Everyone told me when I went to Alaska, that seeing a Rock Ptarmigan would be very easy.
Little did I know that I’d have to log many miles, searching through rocky areas and that it would be the last life bird I’d see in the 28 days I spent in Alaska.
Willow Ptarmigan were everywhere in Nome and the surrounding areas but a trip up the Teller Road was needed to find Rock Ptarmigan.
On the climb up from the road Lapland Longspurs were everywhere.
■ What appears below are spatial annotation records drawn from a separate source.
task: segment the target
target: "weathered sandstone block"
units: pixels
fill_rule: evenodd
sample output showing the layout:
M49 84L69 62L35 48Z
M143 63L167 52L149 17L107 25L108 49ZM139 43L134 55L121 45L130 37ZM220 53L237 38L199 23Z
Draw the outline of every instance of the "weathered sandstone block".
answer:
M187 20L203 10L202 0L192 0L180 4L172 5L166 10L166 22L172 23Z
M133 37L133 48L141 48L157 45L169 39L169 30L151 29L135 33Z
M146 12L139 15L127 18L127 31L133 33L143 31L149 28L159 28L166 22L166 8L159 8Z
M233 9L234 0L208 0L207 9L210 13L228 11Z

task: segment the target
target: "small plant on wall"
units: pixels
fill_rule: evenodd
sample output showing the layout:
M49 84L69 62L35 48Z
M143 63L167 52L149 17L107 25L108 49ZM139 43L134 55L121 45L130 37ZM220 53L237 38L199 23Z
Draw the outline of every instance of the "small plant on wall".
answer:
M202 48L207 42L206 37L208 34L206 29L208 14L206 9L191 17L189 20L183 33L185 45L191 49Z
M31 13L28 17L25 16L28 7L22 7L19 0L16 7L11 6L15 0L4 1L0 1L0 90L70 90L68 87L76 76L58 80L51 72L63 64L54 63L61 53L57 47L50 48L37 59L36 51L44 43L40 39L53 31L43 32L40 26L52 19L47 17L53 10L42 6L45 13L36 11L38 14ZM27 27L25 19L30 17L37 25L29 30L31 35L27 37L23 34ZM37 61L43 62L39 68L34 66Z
The odd pipit could be seen and I gave each one close attention as this was an area where Red-throated Pipits had been seen in the past.
I climbed for about 3/4 of a mile and then started to see birds in the distance.
One of the big surprises was spotting an Old World Swallowtail up at this elevation, no the best photo but they didn’t sit still for long.
It was my last North American ptarmigan, easy in some ways, tough in others.
For my White-tailed Ptarmigan I had a round trip of 14 hours (a little longer going down), through the mountain area at the Cathedral Lakes in British Columbia. Where my only company was a lone Mountain Goat. Sharing a drink, with me, at a rain filled cavity in a rock. I almost tripped over this bird. You can see below how well camouflaged they are.
Willow Ptarmigan can be found in Northern Quebec fairly easily but required a 27 hour drive to the Trans-Tiaga Road, which leads to the LG4 power generation plant in the James Bay Area. Caribou were everywhere. There are probably other better places to see these ptarmigan, much easier but I was up there for other reasons.
Many times I thought I’d never see White-tailed and Rock Ptarmigans but I just kept trying.